Getting perfect product photography for a website

We have seen it time and time again, the worst case scenario during a web or branding project is receiving a folder of images without prior discussion and ending up with all sorts of images that won’t work with the dimensions of the web, let’s give you some examples of how not to do product […]

What we will cover

We have seen it time and time again, the worst case scenario during a web or branding project is receiving a folder of images without prior discussion and ending up with all sorts of images that won’t work with the dimensions of the web, let’s give you some examples of how not to do product photography for website…

What kind of images will your web developer need?

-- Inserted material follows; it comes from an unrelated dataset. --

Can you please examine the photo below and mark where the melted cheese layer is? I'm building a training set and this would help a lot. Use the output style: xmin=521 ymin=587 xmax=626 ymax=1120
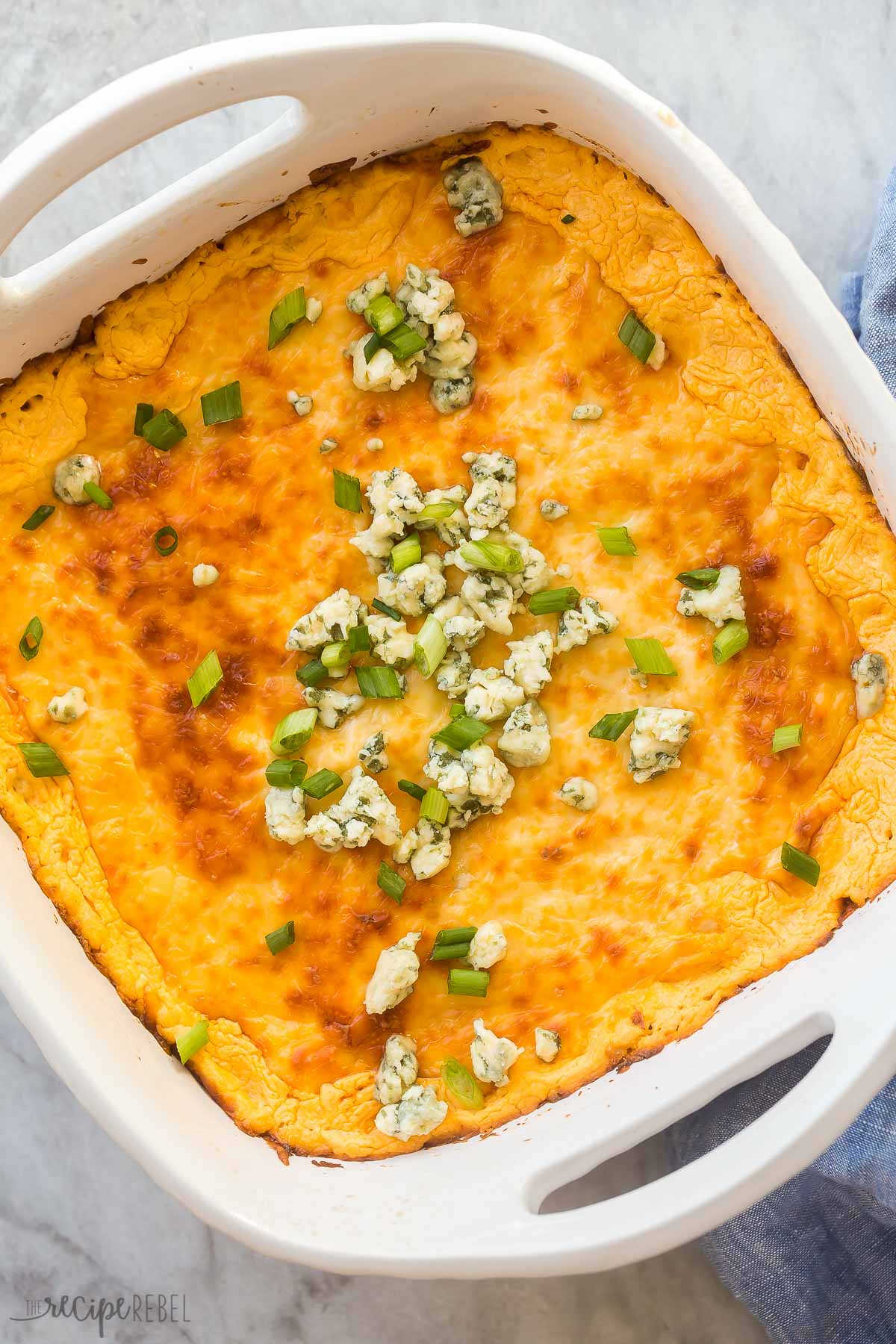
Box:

This will depend on the type of website you are developing. For example, an ecommerce site will need large, well-lit product images on a plain background, normally square.

Ecommerce product photography for a website

Here’s a common example of a photographer framing a product shot to its dimensions, here we have a portrait shot that will need to fit a square.

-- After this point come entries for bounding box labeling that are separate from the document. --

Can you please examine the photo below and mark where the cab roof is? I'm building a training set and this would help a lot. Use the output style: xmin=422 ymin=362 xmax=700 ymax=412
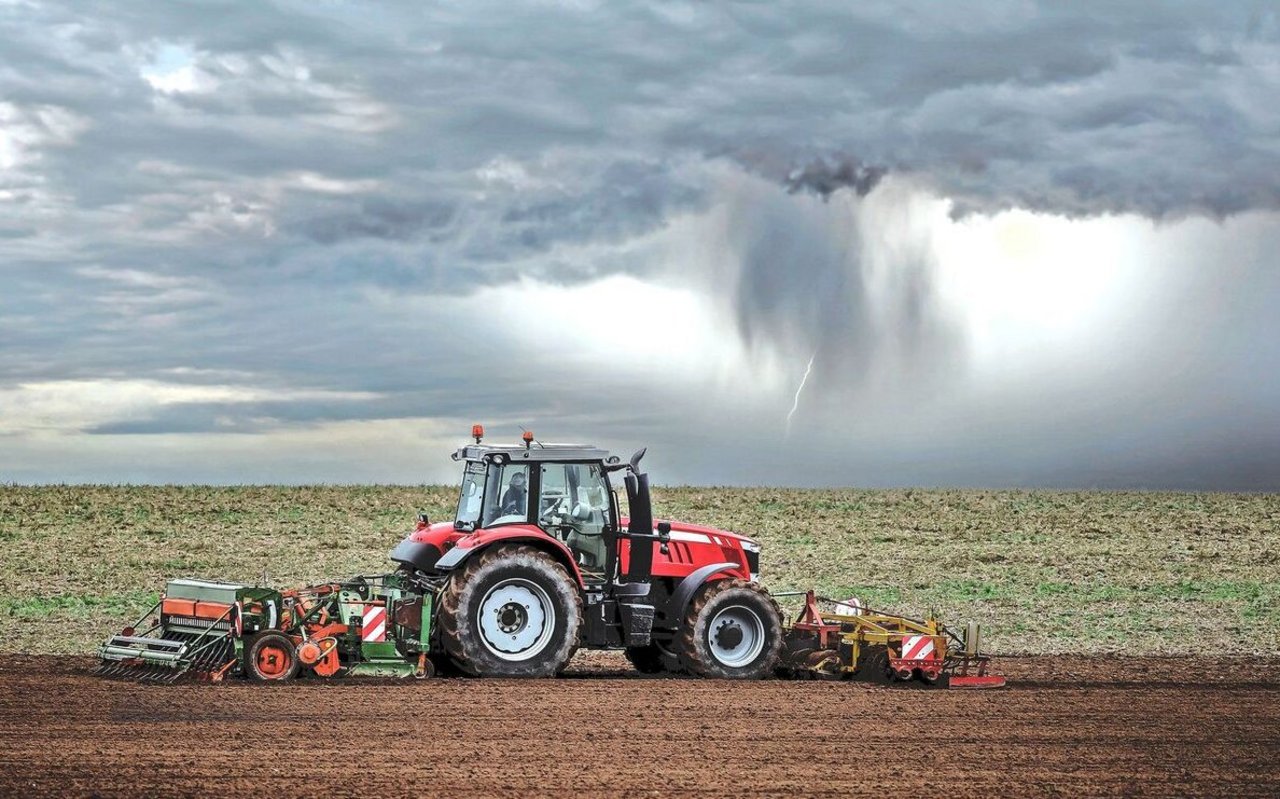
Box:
xmin=453 ymin=442 xmax=617 ymax=464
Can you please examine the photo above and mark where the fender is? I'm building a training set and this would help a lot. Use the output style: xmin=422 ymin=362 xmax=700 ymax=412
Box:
xmin=435 ymin=525 xmax=584 ymax=588
xmin=667 ymin=563 xmax=742 ymax=626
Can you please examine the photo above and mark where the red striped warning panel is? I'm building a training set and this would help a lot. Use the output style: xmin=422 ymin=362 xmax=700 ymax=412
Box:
xmin=902 ymin=635 xmax=933 ymax=661
xmin=360 ymin=604 xmax=387 ymax=642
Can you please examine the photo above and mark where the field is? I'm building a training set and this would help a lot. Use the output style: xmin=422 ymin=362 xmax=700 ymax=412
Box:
xmin=0 ymin=487 xmax=1280 ymax=799
xmin=0 ymin=485 xmax=1280 ymax=656
xmin=0 ymin=656 xmax=1280 ymax=799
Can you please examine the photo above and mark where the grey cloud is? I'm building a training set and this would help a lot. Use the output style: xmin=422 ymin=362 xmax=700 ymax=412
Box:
xmin=0 ymin=3 xmax=1280 ymax=485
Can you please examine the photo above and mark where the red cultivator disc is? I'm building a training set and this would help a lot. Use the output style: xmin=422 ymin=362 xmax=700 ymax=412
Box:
xmin=947 ymin=675 xmax=1005 ymax=688
xmin=257 ymin=644 xmax=293 ymax=680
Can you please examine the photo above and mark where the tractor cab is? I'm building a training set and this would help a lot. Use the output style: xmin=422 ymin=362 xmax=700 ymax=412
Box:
xmin=453 ymin=432 xmax=620 ymax=580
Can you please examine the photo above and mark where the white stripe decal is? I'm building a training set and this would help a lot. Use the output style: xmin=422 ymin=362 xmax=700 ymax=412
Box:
xmin=360 ymin=604 xmax=387 ymax=642
xmin=671 ymin=530 xmax=712 ymax=544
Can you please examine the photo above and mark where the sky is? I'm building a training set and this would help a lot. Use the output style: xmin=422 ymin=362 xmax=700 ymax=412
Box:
xmin=0 ymin=0 xmax=1280 ymax=490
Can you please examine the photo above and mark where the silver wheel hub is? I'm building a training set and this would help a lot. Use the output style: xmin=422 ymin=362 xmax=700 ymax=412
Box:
xmin=476 ymin=579 xmax=556 ymax=661
xmin=707 ymin=604 xmax=764 ymax=668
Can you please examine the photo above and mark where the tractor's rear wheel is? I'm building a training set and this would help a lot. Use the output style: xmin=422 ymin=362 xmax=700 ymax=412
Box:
xmin=244 ymin=633 xmax=298 ymax=682
xmin=439 ymin=545 xmax=582 ymax=677
xmin=677 ymin=579 xmax=782 ymax=680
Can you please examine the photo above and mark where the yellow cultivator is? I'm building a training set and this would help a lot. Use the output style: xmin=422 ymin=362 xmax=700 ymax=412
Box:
xmin=774 ymin=592 xmax=1005 ymax=688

The picture is great, but note the background is slightly off-white and we have a product reflection. Let’s now try and crop these for our e-commerce website and see what impact they have.

If we take our square we are having to chop off the grey areas which means we lose the top and bottom of the vase. We don’t want that so…

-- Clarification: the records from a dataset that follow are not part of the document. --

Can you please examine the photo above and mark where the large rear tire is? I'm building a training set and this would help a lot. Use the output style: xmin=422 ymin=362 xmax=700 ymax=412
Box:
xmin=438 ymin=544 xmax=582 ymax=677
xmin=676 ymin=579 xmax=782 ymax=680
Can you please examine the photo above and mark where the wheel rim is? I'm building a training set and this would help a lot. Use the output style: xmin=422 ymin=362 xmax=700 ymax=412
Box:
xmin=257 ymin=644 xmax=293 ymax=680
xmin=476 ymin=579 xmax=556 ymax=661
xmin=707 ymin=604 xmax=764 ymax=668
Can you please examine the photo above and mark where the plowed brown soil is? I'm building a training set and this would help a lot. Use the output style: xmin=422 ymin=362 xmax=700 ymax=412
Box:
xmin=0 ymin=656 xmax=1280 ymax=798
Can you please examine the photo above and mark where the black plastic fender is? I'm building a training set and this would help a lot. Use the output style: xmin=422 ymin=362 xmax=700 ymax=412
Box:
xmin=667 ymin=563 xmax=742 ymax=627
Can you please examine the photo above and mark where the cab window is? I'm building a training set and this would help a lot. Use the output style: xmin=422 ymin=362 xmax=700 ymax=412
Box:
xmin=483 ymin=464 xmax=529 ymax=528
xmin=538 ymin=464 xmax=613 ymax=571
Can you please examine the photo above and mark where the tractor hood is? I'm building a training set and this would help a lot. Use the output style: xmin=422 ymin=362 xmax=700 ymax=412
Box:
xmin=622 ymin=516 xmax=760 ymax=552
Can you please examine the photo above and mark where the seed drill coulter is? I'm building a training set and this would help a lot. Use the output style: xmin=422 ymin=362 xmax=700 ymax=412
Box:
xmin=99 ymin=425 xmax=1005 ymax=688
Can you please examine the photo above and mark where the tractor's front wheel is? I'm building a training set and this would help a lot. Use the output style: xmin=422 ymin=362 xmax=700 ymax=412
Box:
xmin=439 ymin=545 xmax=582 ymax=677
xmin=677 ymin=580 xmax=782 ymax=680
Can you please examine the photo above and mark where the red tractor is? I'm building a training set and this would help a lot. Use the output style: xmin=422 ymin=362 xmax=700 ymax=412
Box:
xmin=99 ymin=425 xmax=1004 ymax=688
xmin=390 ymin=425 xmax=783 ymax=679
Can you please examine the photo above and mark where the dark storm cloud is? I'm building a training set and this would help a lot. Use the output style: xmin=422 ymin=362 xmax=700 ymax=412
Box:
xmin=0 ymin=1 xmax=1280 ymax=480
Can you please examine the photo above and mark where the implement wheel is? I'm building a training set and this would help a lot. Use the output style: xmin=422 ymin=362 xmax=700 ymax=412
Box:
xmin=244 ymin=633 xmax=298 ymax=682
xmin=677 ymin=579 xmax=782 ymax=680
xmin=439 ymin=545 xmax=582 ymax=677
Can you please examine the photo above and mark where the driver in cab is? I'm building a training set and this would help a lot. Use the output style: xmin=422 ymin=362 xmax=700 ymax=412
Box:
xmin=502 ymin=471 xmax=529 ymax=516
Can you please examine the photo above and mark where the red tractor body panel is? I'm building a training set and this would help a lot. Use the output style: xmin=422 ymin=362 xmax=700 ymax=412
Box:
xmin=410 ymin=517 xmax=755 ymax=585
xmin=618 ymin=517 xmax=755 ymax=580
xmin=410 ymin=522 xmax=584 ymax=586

We can fit the image height-wise, this now leaves a space on either side of the image.

If we outline the image to show the square, it highlights how far away from white the background is, leaving the only option in post-production, cutting out and resizing every image, at great time and expense.

It’s extra infuriating as the solution lies in the photographer spending just a few moments setting up the frame to include more background on either side, allowing for the square crop.

Website banner images

One type of image often seen on websites is the banner image. These are images with a wide and short aspect ratio (e.g. 4:1 or 16:3) and are often used as page headers.

Again without direction, a photographer is unlikely to provide suitably composed banner images and it can be very difficult for your web designer to create banners by cropping standard portrait or landscape shots.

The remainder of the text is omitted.